11 April 2018–In 1994, Natalia Ruppert arrived at the University of Alaska Fairbanks to start graduate school, uncertain whether she would stay for more than one semester. Now, Ruppert has been studying earthquakes in her adopted state and country for almost 25 years, with no plans to leave Fairbanks in the near future.
“I was born and raised in a large city, so I actually enjoy living in a smaller city like Fairbanks. I like not spending time in traffic, and not spending time commuting from place to another,” says Ruppert, the seismic network manager at the Alaska Earthquake Center.
The large city of Ruppert’s youth is Novosibirsk, a southern Siberian city with the third largest population in Russia, behind Moscow and St. Petersburg. Her high school years coincided with the arrival of glasnost and perestroika in the former Soviet Union, opening the country to the wider world. “This was a time when everything was starting to change,” she recalls. “When I went to the university [Novosibirsk State University], I met foreign students from Stanford and was part of a cultural exchange program that took me to the United States. That was part of what got me thinking about maybe going to graduate school in the U.S., just as it became possible.”
Just a few years before, Ruppert remembers, students who wanted to study abroad “had to have all sorts of connections. But at this time you just had to apply, pass all the exams, and if they accept you, you are free to go.”
Her path to a career in seismology began with a talent for math in high school. “When I graduated, I was looking into some majors that would be heavy on math, but I didn’t want to study just pure math, I wanted to do applied science,” says Ruppert. “And at the time, my big sister was dating a guy who was a geophysics professor, so I got to meet lots of geophysics students and professors, and they sort of talked me into applying for a geophysics program.”
Ruppert and her husband, who accompanied her on the Stanford exchange visit, both applied and were accepted to graduate school at Fairbanks, where she began to learn more about seismology from the late Niren Biswas, a professor at the university’s Geophysical Institute.
In her job as seismic network manager, her daily routine includes reporting on and monitoring earthquakes for scientists and the public. “That is a part of my job that doesn’t change, ever, because we always have earthquakes in Alaska,” she says. “It’s always interesting because we have so many faults and different tectonic regions.”
Ruppert is in charge of making sure that Alaska’s seismic stations, some located in very remote regions, are online and reporting data back to the earthquake center. She supervises the technicians who go into the field to perform upgrades and repairs on the stations. In the summer, she goes into the field herself to inspect some stations. “It’s hard work at times, but it is also very rewarding because these are places that I normally wouldn’t go on my own, and it gives me a chance to see the state and do some hands-on work,” she says.

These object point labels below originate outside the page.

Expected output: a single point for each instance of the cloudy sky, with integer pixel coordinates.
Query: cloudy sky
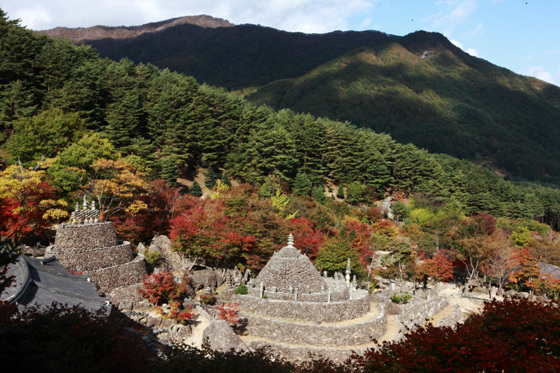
(521, 35)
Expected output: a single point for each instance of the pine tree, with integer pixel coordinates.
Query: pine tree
(302, 185)
(212, 177)
(318, 194)
(195, 190)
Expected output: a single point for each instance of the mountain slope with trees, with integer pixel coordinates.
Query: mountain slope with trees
(419, 88)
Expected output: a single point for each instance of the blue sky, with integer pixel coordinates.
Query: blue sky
(521, 35)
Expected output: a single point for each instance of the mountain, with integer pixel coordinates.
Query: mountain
(419, 88)
(78, 35)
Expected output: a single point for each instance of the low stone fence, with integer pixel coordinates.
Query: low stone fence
(416, 313)
(306, 311)
(71, 237)
(301, 354)
(313, 334)
(452, 319)
(91, 260)
(302, 295)
(121, 275)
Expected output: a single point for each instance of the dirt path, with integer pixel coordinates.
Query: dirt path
(392, 329)
(195, 339)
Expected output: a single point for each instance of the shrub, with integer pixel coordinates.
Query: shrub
(242, 289)
(229, 313)
(153, 258)
(401, 299)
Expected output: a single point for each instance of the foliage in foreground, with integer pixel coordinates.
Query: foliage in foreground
(515, 335)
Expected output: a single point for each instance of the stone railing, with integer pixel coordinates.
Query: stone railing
(416, 313)
(75, 237)
(452, 319)
(340, 295)
(302, 354)
(91, 260)
(313, 334)
(302, 310)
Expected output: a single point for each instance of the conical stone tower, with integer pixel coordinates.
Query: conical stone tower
(289, 269)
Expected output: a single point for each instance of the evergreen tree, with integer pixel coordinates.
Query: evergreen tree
(318, 194)
(212, 177)
(195, 189)
(302, 185)
(340, 191)
(169, 170)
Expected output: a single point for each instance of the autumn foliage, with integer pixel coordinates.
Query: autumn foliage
(515, 335)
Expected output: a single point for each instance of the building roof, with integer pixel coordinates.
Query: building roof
(41, 282)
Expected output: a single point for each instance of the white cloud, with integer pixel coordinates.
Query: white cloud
(457, 13)
(472, 52)
(540, 73)
(290, 15)
(365, 23)
(456, 43)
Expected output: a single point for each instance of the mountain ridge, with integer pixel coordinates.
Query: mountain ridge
(420, 88)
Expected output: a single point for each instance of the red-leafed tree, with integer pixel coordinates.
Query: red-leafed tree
(527, 274)
(308, 239)
(437, 268)
(515, 335)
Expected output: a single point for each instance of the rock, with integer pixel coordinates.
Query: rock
(201, 277)
(226, 294)
(153, 322)
(523, 294)
(167, 323)
(393, 309)
(141, 249)
(125, 305)
(221, 337)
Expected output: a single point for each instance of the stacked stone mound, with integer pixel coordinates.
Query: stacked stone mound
(292, 310)
(93, 249)
(288, 270)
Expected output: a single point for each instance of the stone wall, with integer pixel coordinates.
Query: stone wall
(302, 310)
(302, 354)
(72, 237)
(302, 296)
(312, 334)
(91, 260)
(122, 275)
(453, 319)
(285, 272)
(416, 313)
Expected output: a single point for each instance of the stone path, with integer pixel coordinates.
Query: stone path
(195, 338)
(373, 311)
(448, 310)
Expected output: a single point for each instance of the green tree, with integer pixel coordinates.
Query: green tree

Over the last three summers, she worked with Earthscope Portable Array researchers as they installed 200 temporary high quality seismic and ground shaking stations in Alaska and western Canada. The portable sites are scheduled to be removed in 2019, “but one of the things on our wish list to is to adopt or take ownership of quite a few of those sites, so we have been spending a lot of time trying to secure funding for that,” Ruppert explained.
The goal would be to convert 50 to 80 of the sites into permanent monitoring stations, especially in the north and west of the state where there have traditionally been fewer seismic stations. “That would be a great achievement for the regional network, and it would make me personally very happy,” says Ruppert.

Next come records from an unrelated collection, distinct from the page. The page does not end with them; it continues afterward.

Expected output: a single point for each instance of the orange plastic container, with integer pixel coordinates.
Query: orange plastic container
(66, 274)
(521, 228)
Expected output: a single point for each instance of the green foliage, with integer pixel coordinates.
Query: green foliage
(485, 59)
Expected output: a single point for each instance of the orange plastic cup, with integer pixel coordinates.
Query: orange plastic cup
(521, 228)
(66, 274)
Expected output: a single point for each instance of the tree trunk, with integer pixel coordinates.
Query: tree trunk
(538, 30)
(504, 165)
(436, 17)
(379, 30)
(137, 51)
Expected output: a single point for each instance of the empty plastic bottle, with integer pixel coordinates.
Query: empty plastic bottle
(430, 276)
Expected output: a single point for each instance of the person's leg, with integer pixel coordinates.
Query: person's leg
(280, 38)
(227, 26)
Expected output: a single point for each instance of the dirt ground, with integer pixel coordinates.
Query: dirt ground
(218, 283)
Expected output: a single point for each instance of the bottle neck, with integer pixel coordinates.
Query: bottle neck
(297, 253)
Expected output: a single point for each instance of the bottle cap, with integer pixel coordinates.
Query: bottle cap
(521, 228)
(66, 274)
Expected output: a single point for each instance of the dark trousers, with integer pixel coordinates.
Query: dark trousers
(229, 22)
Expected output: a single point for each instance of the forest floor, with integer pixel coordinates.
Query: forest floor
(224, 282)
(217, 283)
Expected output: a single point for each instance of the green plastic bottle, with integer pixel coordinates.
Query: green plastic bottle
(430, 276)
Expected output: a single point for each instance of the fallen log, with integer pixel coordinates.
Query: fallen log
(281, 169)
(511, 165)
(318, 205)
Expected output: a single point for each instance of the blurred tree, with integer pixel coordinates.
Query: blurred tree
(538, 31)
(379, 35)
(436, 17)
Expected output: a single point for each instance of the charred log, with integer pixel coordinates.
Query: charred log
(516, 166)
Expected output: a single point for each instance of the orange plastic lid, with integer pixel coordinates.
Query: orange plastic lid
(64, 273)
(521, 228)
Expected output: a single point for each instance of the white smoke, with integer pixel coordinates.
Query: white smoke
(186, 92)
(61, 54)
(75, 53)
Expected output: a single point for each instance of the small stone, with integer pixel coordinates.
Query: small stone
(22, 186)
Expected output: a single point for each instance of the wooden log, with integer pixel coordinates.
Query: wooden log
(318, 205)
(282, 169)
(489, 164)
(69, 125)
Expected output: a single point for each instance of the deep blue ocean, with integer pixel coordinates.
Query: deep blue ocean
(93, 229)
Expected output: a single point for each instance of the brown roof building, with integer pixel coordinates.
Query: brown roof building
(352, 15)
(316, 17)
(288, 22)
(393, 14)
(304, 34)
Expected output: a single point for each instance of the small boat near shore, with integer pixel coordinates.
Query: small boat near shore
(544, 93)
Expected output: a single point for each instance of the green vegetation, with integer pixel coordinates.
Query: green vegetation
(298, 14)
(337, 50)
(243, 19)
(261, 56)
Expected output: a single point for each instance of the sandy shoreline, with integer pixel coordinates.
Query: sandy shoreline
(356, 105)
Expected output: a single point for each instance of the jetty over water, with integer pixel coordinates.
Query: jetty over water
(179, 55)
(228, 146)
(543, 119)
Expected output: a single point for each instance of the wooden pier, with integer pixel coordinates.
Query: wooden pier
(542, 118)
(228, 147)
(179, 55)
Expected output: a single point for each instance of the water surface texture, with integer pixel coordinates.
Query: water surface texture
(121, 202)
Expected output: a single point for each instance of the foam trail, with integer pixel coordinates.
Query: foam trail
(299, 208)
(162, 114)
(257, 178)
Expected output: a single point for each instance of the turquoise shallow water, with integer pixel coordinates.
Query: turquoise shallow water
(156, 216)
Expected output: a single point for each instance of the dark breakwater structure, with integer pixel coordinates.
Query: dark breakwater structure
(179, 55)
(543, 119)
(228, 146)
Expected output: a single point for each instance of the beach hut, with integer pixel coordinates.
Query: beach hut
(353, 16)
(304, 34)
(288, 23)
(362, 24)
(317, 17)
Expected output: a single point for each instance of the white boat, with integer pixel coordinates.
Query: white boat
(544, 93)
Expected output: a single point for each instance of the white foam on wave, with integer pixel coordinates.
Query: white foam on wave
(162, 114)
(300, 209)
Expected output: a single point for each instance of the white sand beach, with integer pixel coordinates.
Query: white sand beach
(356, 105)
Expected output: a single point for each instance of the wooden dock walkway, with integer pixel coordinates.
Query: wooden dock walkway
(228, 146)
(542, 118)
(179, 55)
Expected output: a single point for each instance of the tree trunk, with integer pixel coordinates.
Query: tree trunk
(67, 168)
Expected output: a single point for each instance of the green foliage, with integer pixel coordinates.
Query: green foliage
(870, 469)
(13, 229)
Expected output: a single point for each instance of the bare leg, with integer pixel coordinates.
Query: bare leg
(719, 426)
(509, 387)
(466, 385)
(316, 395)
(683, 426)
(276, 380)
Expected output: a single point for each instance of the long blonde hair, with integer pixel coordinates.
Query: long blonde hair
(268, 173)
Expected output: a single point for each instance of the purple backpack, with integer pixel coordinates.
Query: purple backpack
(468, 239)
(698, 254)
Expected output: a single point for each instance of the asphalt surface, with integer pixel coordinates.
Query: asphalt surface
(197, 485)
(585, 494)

Another significant part of Ruppert’s job is to respond to questions from the public about recent earthquakes and to handle requests from scientists to share or explain Alaskan earthquake data. After an earthquake, “people mostly want to know where it was, how big it is, and how unusual it is,” she says.
For residents living in the southern part of the state, “they feel a light earthquake at least once a week, and are more used to it and can shake it off,” says Ruppert. “But in some places where they don’t experience earthquakes very often, like the northwest, it could be 30 years since anyone there has felt an earthquake of magnitude 5 or higher. They can be completely unaware that earthquakes could occur in their village.”

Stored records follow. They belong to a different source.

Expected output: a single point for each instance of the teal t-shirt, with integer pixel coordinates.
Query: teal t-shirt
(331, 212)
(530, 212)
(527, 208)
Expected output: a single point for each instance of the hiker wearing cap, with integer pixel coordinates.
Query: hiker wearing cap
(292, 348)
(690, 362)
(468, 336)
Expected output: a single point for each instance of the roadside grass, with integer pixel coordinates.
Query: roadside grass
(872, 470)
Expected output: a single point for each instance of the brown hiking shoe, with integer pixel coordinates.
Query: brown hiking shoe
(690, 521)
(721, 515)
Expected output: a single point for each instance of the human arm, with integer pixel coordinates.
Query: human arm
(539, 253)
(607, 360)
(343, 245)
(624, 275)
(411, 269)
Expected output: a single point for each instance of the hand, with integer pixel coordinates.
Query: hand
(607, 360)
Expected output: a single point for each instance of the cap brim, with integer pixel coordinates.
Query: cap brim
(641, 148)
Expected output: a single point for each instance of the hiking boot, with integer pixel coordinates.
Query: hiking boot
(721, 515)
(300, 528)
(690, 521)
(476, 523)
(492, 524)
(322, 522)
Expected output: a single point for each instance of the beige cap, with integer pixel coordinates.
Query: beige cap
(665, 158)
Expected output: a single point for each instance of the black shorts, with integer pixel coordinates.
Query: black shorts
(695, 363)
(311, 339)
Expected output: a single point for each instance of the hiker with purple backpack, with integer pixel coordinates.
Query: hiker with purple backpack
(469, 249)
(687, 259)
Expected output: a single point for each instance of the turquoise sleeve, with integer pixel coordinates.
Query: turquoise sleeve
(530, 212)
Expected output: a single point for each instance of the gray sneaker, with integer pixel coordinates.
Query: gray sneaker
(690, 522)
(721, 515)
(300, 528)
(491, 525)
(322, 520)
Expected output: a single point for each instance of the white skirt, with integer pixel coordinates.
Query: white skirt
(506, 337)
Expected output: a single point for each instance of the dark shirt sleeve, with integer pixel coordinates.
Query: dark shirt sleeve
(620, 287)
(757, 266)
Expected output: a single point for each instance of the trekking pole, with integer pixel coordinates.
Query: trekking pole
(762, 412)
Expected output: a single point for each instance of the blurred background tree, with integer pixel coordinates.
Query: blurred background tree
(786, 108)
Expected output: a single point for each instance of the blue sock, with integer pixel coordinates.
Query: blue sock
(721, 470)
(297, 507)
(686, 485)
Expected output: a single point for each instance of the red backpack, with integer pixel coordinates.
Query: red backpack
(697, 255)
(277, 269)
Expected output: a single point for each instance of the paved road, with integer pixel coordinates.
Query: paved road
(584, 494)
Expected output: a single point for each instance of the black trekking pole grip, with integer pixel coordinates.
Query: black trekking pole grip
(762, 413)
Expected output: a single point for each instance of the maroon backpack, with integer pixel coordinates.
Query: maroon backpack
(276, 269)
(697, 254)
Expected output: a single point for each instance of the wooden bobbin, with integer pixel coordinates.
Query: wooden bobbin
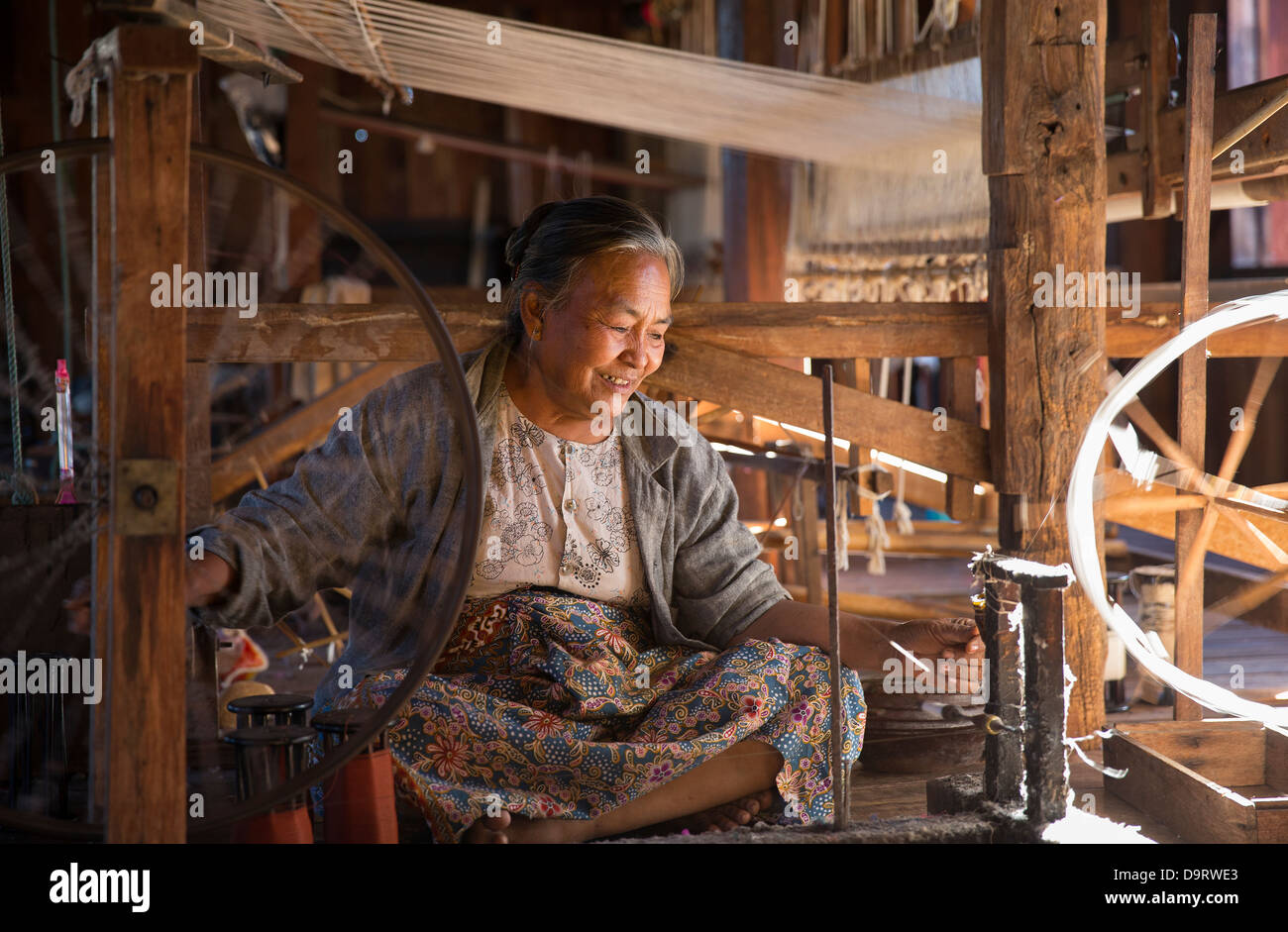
(359, 803)
(274, 708)
(269, 756)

In those cases, Ruppert says, she and her colleagues have sometimes traveled to remote villages to give a series of public lectures to tell residents more about earthquakes in their area.
“It’s been an interesting and rewarding career,” she notes. “I didn’t envision that I would stay for as long as I have ended up staying here, but I am grateful for the opportunity and glad that I can work here contributing to earthquake studies and where and why earthquakes occur in Alaska.”